My first semester away from home was one full of new experiences, new friends, and a newfound independence. Being that it was a new environment, I was able to get comfortable living on campus, but it didn’t hold a candle to being at home. However, once I was finally able to visit my hometown, Apopka in Orange County, and see everyone and everything doing just fine without me, it no longer felt like home either.
This holiday season, freshman Imani Ruff traveled back home to Charlotte for the first time since August.
”Being home doesn’t feel like home, but being at school doesn’t either. I feel like I belong more at FAMU though because there’s more of that family environment,” Ruff said. “It’s more of that environment where everybody knows what you’re going through as far as stress, school, and finding yourself.”
First discovered my freshman year, this was a feeling I would soon know all too well, as it plagued me for the duration of my sophomore year as well. As holiday breaks approached, I never shared the same excitement to go home as some of my peers. Don’t get me wrong, I missed my family, friends, homemade meals and my childhood church. However, school gave me a sense of freedom I just didn’t have at home. Thankfully, I’d cultivated friendships at FAMU that I found myself missing just a few days after leaving them. It didn’t help that last year, I went upstairs to discover that I’d been moved out of the room I grew up in and was now to sleep in the room next door to it that I’ve always known to belong to my sister. My usual abode was now my mother’s sewing room.

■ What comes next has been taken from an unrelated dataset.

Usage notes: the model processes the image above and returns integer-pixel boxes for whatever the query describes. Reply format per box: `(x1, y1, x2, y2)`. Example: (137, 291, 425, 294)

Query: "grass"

Even as my home visits came to a close and I returned to my humble spot in Paddyfote, I was greeted with the whole community bathroom situation and several loud floor-mates, reminding me that this wasn’t exactly a sanctuary to live in either. Seeing pros and cons in both environments, I no longer hold a true sense of belonging or a preference toward any place.
In an article on collegecandy.com, the author experienced similar feelings as they returned home for summer vacation after their first year away at school in Boston. She coined the feelings as “reverse homesickness.”
“Second semester, however, I really began to find my footing at school, and I had a wonderful time,” the author known as CCANDYJESSNE wrote. “Suffice it to say, when I arrived home, I was feeling a little morose. I wasn’t going to see anyone from Boston until September.”
Nowadays, I instead just choose to enjoy my time wherever I am. I’ll have my time to enjoy myself in both places, why rush going to either? I’ve stopped expecting either place to feel perfect and create my own sense of belonging by making a point to enjoy myself no matter the setting.